A socio-political and economic crisis has been ensuing in Venezuela since President Hugo Chavez took power, and has continued throughout President Nicolas Maduro’s (Chavez’s successor) regime. The government's military repression of Venezuela’s protesters accompanied with the aggravating macroeconomic circumstances like hyperinflation have taken a heavy toll on Venezuelan people. Below are some of the most important and alarming problems that have caused Venezuela's economic and social crises.
A Plunge in Venezuela’s Oil Exports
Between the years 2014 and 2016, the price of crude oil dropped from $ 115 per barrel to about $ 35 per barrel according to the World Economic Forum. But what does this have to do with Venezuela? Well for starters, crude oil constituted most of Venezuela’s oil revenues. Moreover, since the 90s these revenues were used to support social welfare and healthcare programs for the poor. However, when the price of oil plunged between 2014 and 2016, oil production in the country declined drastically. This in turn led to a fall in the country’s GDP as most of Venezuela’s exports relied on petroleum based products. Furthermore, the situation is becoming increasingly worrying as the amount of oil barrels produced per day keeps falling. In fact according to the London- based firm, IHS Markit, Venezuela’s oil production could fall below 500,000 barrels per day by 2020. You may be asking yourself what the Venezuelan government did to face this crisis. The answer to your inquiry can be summarized in one word: hyperinflation.
Hyperinflation: A “Solution” to the Oil Crisis
As the price of crude oil plunged, president Nicolas Maduro knew that the Venezuelan government could not solely rely on the oil industry. Hence, in order to continue to finance the government’s social welfare programs, Venezuela’s Central Bank decided to start printing new money. The consequences of this action , however, have had disastrous effects on the country’s economy.In fact according to the International Monetary Fund, Venezuela’s hyperinflation rate went from 9.02 percent to 10 million percent since 2018 . Consequently, a large part of the people’s disposable income has been completely wiped out. This has led to a sudden rise the country’s crimes- specifically robberies-, which have placed Venezuela in the list of Latin America’s most violent countries.
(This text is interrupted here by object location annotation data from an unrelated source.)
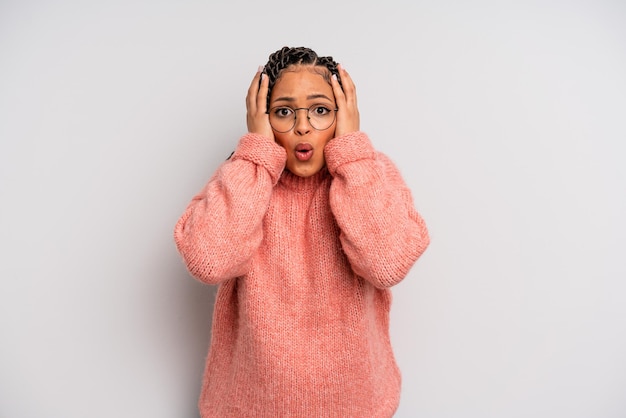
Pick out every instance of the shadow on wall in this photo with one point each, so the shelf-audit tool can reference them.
(194, 316)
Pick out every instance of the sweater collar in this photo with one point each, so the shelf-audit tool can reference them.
(297, 183)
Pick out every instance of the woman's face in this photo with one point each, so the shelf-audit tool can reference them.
(301, 87)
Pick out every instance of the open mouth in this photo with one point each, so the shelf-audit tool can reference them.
(304, 152)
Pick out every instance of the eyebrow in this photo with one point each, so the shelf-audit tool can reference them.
(309, 97)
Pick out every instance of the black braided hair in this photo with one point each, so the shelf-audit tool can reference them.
(287, 56)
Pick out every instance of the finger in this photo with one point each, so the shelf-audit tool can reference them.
(349, 88)
(263, 92)
(253, 91)
(340, 96)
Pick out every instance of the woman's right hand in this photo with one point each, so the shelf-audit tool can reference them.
(256, 106)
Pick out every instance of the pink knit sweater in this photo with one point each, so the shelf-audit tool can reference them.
(301, 319)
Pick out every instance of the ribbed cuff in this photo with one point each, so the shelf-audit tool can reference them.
(348, 148)
(262, 151)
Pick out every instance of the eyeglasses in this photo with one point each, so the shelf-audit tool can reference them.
(283, 118)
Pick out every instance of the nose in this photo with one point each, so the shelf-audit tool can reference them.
(303, 126)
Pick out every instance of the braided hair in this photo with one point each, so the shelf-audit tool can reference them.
(287, 56)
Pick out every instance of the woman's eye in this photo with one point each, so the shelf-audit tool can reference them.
(283, 112)
(320, 110)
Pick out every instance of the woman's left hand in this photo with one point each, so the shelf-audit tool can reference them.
(348, 113)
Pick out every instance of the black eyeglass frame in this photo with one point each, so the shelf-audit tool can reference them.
(295, 117)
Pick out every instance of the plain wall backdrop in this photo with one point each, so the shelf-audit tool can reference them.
(507, 120)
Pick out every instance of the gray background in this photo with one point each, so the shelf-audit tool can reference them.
(506, 119)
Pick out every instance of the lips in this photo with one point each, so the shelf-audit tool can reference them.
(304, 151)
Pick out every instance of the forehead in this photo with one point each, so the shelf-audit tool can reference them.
(301, 81)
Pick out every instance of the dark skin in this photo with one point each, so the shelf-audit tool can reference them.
(345, 98)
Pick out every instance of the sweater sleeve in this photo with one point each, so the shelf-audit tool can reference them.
(381, 232)
(221, 227)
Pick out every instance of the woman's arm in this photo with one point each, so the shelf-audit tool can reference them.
(222, 227)
(381, 232)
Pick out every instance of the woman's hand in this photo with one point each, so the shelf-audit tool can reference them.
(256, 106)
(348, 113)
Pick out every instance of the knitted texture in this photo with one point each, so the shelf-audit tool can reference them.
(304, 266)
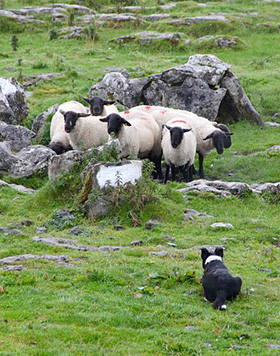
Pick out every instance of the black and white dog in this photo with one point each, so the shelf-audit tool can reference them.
(218, 283)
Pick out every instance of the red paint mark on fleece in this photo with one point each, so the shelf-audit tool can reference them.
(173, 122)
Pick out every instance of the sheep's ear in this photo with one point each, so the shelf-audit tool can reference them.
(125, 122)
(209, 136)
(109, 102)
(219, 251)
(204, 253)
(87, 100)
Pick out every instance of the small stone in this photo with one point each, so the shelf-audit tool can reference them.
(76, 230)
(119, 227)
(171, 244)
(274, 346)
(151, 224)
(27, 223)
(109, 248)
(4, 230)
(136, 243)
(160, 253)
(41, 230)
(15, 232)
(221, 226)
(266, 270)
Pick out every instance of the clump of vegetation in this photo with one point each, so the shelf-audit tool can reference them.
(14, 43)
(90, 32)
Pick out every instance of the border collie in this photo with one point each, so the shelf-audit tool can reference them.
(218, 283)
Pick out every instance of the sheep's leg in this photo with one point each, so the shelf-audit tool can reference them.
(186, 172)
(173, 172)
(201, 171)
(166, 173)
(157, 162)
(190, 172)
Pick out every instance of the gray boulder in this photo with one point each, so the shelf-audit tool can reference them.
(121, 88)
(26, 162)
(17, 136)
(39, 123)
(13, 106)
(204, 85)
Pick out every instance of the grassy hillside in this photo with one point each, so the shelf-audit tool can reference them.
(131, 301)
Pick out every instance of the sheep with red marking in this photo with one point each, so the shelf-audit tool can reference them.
(209, 135)
(139, 135)
(178, 147)
(60, 142)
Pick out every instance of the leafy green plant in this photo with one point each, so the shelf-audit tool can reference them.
(14, 43)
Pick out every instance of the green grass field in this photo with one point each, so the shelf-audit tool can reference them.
(131, 302)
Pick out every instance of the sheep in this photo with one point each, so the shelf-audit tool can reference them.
(209, 135)
(140, 136)
(179, 147)
(84, 133)
(101, 107)
(59, 138)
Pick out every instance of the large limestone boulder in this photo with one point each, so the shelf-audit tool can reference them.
(204, 85)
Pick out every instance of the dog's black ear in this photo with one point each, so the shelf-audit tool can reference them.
(219, 251)
(204, 253)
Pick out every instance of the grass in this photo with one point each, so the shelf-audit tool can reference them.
(131, 301)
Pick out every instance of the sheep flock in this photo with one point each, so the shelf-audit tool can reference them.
(144, 131)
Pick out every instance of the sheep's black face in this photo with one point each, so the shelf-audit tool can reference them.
(176, 136)
(97, 104)
(70, 119)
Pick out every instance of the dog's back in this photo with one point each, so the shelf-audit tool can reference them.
(218, 283)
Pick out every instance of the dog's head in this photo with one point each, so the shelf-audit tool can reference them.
(218, 253)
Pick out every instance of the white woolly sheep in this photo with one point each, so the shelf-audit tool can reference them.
(179, 148)
(209, 135)
(59, 139)
(84, 131)
(138, 134)
(101, 107)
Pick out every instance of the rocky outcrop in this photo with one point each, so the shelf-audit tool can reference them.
(26, 162)
(13, 106)
(204, 85)
(16, 136)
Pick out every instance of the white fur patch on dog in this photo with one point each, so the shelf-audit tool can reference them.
(213, 258)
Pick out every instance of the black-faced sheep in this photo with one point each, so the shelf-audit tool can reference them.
(179, 148)
(59, 139)
(209, 135)
(101, 107)
(84, 131)
(139, 135)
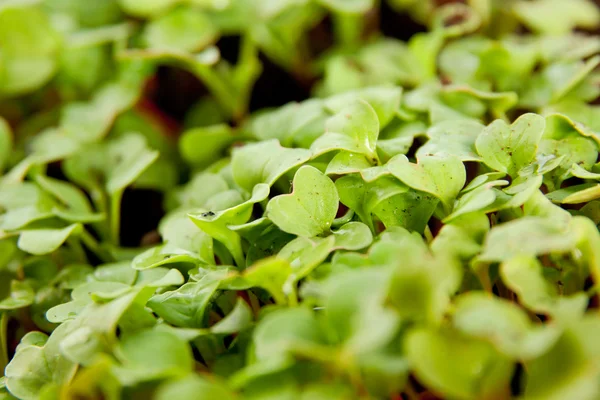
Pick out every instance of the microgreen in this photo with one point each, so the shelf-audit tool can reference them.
(282, 199)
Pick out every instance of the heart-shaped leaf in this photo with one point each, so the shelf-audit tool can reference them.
(264, 162)
(310, 209)
(442, 176)
(509, 148)
(355, 128)
(216, 223)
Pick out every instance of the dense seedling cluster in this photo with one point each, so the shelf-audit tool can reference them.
(424, 226)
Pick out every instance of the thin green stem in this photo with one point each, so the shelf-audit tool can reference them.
(91, 243)
(115, 216)
(3, 344)
(348, 29)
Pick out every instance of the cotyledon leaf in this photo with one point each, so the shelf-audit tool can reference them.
(310, 209)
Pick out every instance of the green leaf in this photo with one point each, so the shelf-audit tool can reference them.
(271, 275)
(363, 197)
(411, 210)
(306, 254)
(384, 100)
(44, 241)
(293, 124)
(37, 364)
(90, 121)
(128, 157)
(524, 276)
(150, 355)
(442, 176)
(281, 330)
(193, 387)
(352, 6)
(509, 148)
(21, 295)
(183, 29)
(184, 242)
(350, 318)
(575, 374)
(186, 306)
(142, 8)
(482, 316)
(527, 236)
(6, 143)
(355, 128)
(310, 209)
(455, 138)
(353, 236)
(451, 364)
(29, 47)
(556, 17)
(346, 162)
(216, 223)
(203, 145)
(264, 162)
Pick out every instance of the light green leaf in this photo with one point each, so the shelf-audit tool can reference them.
(442, 176)
(216, 223)
(434, 356)
(557, 17)
(527, 236)
(37, 364)
(411, 210)
(310, 209)
(508, 148)
(384, 100)
(6, 143)
(524, 276)
(186, 306)
(152, 354)
(453, 137)
(203, 145)
(29, 47)
(355, 128)
(264, 162)
(353, 236)
(44, 241)
(193, 387)
(183, 29)
(482, 316)
(21, 295)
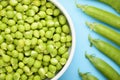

What does the future hold?
Besides Venezuela’s grave economic situation, Maduro’s regime has been sanctioned by the government of the United States. The series of sanctions placed on the South American nation attempt to freeze Venezuelan government assets in the United States and ban American companies from doing business with two of the main Venezuelan oil companies. These series of sanctions are expected to worsen Venezuela’s economy and its people’s well being in the long run. So what does the future hold for Venezuela? Well, as long as president Maduro and his government refuse to step down, the Venezuelan people will continue to live in a state of economic and social agony. Which might get even worse if the United States or any other government decides to apply new sanctions on Venezuela. If, however, Venezuela’s government becomes responsive to dialogue, then we could see a solution brought forward through diplomatic negotiation. But for now, the country’s future economic, political, and social situation is uncertain under Maduro’s regime.